Just curious, who lives there right now?


----------



## UrbanSophist (Aug 4, 2005)

It's probably a museum now...


----------



## Sexas (Jan 15, 2004)

I think It is a museum, own by Frank Lloyd Wright Preservation Trust.


----------



## thryve (Mar 5, 2005)

I absolutely adore that house! It truly is an incredible design, probably the house that got me interested in architecture...


----------



## Manila-X (Jul 28, 2005)

If I was a millionaire, I wanna have a similar house like that in either Shek O or Clear Water Bay


----------



## bustero (Dec 20, 2004)

Amazing , and to think this is a 66 year old design, still looks so fresh, truly extraordinary.


----------



## Manila-X (Jul 28, 2005)

It's a really old house but it still looks very contemporary!


----------



## ishtefh_03 (Nov 11, 2005)

well, yeah one of the best works done by frank lloyd wright!!


----------



## satit28 (Mar 9, 2005)

HE'S A GENIUS............
how can 66 yr ld house stay hip!!!...............
truly unbelievable...........


----------



## ishtefh_03 (Nov 11, 2005)

it's an "architecture one with nature"


----------



## mac71 (Dec 14, 2005)

It's one of the best examples of symbiosis between architecture and nature, a true masterpiece.


----------



## Architorture (Sep 22, 2004)

the western pennsylvania conservancy owns and operates the house and surrounding forest...

i like it on the outside...but the inside shows that it was design by a man of short stature... if you are anywhere around 6 feet tall its a difficult house to manuver through without some care given to doorways and ceilings

great house though


----------



## Phobos (Sep 14, 2003)

mac71 said:


> It's one of the best examples of symbiosis between architecture and nature, a true masterpiece.


It is indeed.
I love both the location and the house itself.It's amazing.


----------



## fvcrew22 (Nov 30, 2005)

It's great, I love the cantilevered levels of this house.

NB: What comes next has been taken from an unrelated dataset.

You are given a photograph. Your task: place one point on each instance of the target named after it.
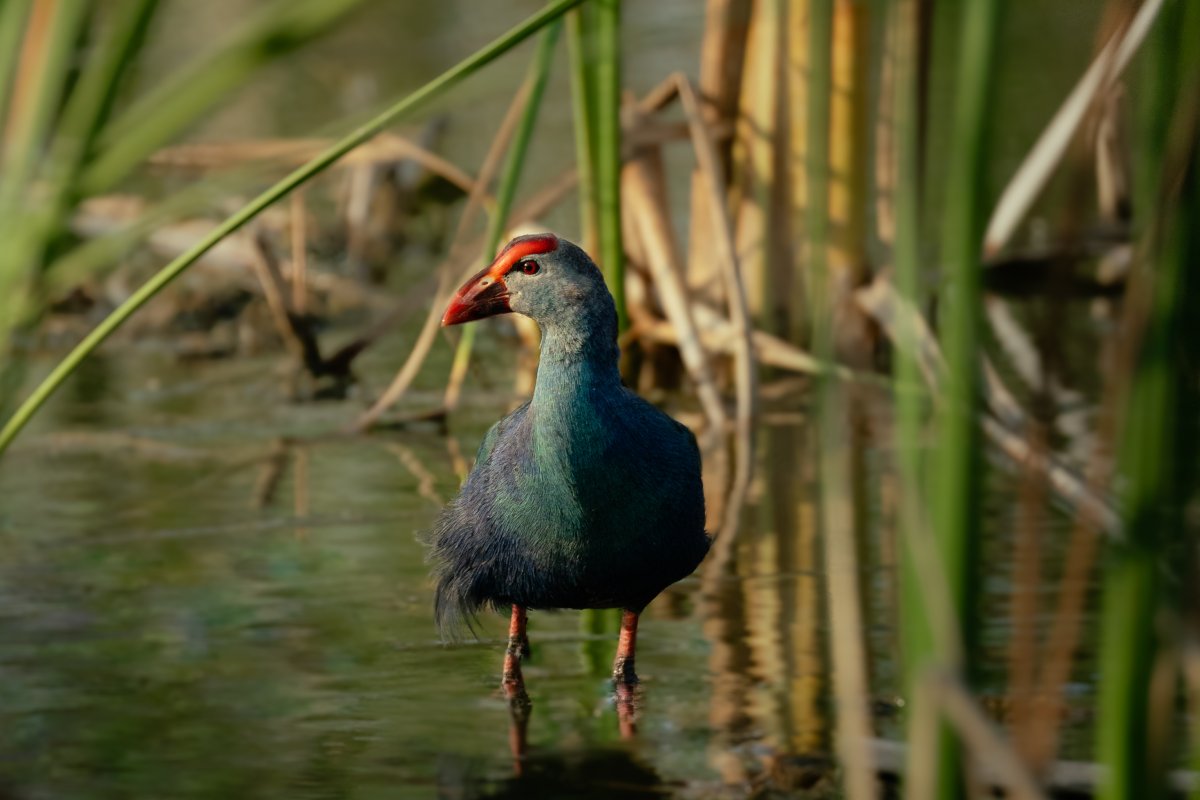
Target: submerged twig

Truly amazing!


----------



## ishtefh_03 (Nov 11, 2005)

im hoping someday i can go there to see the place...


----------



## reluminate (Aug 3, 2004)

This house realy stands the test of time (design-wise). The design seems fresh and modern in any decade, be it the 30s, 70s, or today. Structuraly, the house is in bad shape, and millions of dollars are being spent to keep the cantalievered portions from collapsing.


----------



## SEED (Oct 1, 2002)

one of the most beautiful house ever build.. and it is one of my fav!! very nice  i like the rusticated stones he used for this house.. blend in soo well with the surroundings.. trully a masterpiece! kay:


----------



## Prestonian (Sep 11, 2002)

Simply stunning, have wanted this house ever since I stumbled accross a thumb of it on Encarta. Didn't know it was FLW back then either, when I found out my love for it grew even more


----------